Il serait souhaitable de recourir aux mécanismes existants de l’OMI des administrations de l’État du pavillon pour ce qui concerne l’application et la mise en œuvre, dans le cadre d’un système unique et fonctionnel de collecte de données relatives à la consommation mondiale de fuel-oil. Dans le cadre du système de l’OMI, les informations transmises par les navires à l’organisation par l’intermédiaire de l’État du pavillon restent anonymes pour les tiers.

3. Observations particulières

3.1.

Concernant la proposition à l’examen, il y a lieu de noter les points techniques suivants. En vertu de l’article 21, point f), la consommation annuelle moyenne de combustible et les émissions annuelles moyennes de CO2 par distance parcourue et cargaison transportée lors des voyages sont toujours des informations devant être mises à la disposition du public par la Commission européenne. Cela semble contradictoire avec la disposition modifiée figurant à l’article 9, paragraphe 1, point f), dans la proposition à l’examen selon laquelle toute surveillance (par voyage) de la cargaison transportée doit se faire sur une base volontaire. Or, si la cargaison transportée n’est désormais plus qu’un paramètre de surveillance facultatif, la disposition ainsi modifiée n’est pas alignée sur le système de collecte de données de l’OMI. En outre, bien que la définition du «port en lourd»d’un navire ait été ajoutée à l’article 3, point p), ainsi qu’à l’article 11, paragraphe 3, point a) xi), modifiés de la proposition, ce paramètre ne semble pas avoir été intégré de manière cohérente dans tous les articles de la proposition, ce qui pourrait être interprété comme un manque de confiance de la part de la Commission dans l’efficacité du système de collecte de données de l’OMI.

3.2.

Les modifications apportées à l’article 11, paragraphe 2, et à l’article 3, point d), de la proposition à l’examen, qui portent sur le changement de compagnies, sont les bienvenues puisqu’elles introduisent désormais la responsabilité de l’ancien propriétaire, ce qui était grandement nécessaire pour les cas où le changement de compagnie intervient pendant une période de déclaration. La définition des termes «compagnie»et «période de déclaration», ainsi que l’attribution des obligations de surveillance et de déclaration en cas de «changement de compagnie»sont à présent mieux alignées sur ce que prévoient les dispositions correspondantes du système mondial de collecte de données de l’OMI. Néanmoins, la nouvelle description ne semble pas suffisamment précise pour réglementer la relation entre l’«ancienne»et la «nouvelle»compagnie. Pour veiller à une clarté juridique maximale, le nouveau propriétaire pourrait être juridiquement responsable à compter du jour où la réalisation du changement prend effet. L’article 11, paragraphe 2 proposé pourrait être modifié comme suit:

«2.

Si un navire change de compagnie, la compagnie précédente soumet à la Commission et aux autorités de l’État du pavillon concerné, à une date aussi proche que possible de la réalisation du changement et au plus tard trois mois après celui-ci, une déclaration couvrant les mêmes éléments que la déclaration d’émissions, mais limitée à la période correspondant aux activités qui ont été menées sous sa responsabilité. La nouvelle compagnie veille à ce que chaque navire satisfasse aux exigences du présent règlement à compter du jour de la réalisation du changement.»

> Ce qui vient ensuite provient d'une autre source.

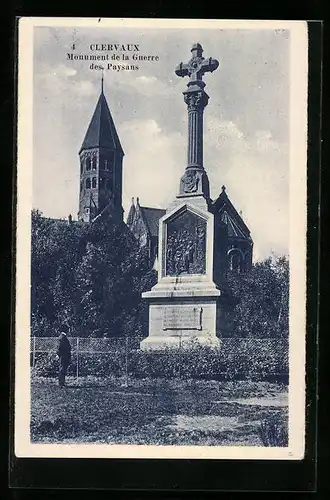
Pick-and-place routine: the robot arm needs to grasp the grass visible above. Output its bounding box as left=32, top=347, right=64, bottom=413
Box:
left=31, top=377, right=287, bottom=446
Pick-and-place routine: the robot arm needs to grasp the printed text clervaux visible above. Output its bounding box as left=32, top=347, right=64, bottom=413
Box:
left=89, top=43, right=140, bottom=52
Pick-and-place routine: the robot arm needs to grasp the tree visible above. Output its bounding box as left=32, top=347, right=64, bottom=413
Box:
left=31, top=211, right=156, bottom=336
left=227, top=257, right=289, bottom=338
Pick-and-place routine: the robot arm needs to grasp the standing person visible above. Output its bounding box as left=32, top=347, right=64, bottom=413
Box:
left=57, top=325, right=71, bottom=387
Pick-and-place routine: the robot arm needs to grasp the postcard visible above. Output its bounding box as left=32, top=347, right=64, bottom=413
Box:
left=14, top=17, right=308, bottom=460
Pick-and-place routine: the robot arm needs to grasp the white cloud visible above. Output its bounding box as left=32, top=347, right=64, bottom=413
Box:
left=36, top=64, right=96, bottom=98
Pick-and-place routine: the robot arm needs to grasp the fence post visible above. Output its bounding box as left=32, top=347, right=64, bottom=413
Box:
left=179, top=333, right=182, bottom=378
left=76, top=337, right=79, bottom=382
left=32, top=335, right=36, bottom=368
left=125, top=335, right=128, bottom=387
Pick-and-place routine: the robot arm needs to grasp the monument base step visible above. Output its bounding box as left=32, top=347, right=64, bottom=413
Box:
left=140, top=335, right=221, bottom=351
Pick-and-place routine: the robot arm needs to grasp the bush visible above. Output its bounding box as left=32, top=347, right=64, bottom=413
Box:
left=35, top=339, right=288, bottom=383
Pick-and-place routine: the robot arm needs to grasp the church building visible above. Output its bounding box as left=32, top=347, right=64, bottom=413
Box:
left=70, top=83, right=253, bottom=272
left=78, top=79, right=124, bottom=222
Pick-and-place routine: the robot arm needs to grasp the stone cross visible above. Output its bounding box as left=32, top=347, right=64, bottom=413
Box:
left=175, top=43, right=219, bottom=87
left=175, top=43, right=219, bottom=193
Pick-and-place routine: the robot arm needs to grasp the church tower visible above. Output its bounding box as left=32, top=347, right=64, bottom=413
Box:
left=78, top=77, right=124, bottom=222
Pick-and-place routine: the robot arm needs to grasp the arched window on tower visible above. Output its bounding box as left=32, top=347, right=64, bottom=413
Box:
left=228, top=248, right=243, bottom=273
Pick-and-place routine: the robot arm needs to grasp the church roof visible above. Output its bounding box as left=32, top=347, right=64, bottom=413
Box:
left=79, top=89, right=124, bottom=154
left=140, top=207, right=166, bottom=237
left=212, top=186, right=252, bottom=241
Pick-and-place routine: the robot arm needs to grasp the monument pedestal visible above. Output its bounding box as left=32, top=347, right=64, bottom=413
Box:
left=140, top=199, right=226, bottom=350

Bruxelles, le 15 mai 2019.

Le président

du Comité économique et social européen

Luca JAHIER


(1) Règlement (UE) 2015/757 du Parlement européen et du Conseil du 29 avril 2015 concernant la surveillance, la déclaration et la vérification des émissions de dioxyde de carbone du secteur du transport maritime et modifiant la directive 2009/16/CE (JO L 123 du 19.5.2015, p. 55).

(2) Avis du CESE sur les émissions du secteur du transport maritime (JO C 67 du 6.3.2014, p. 170).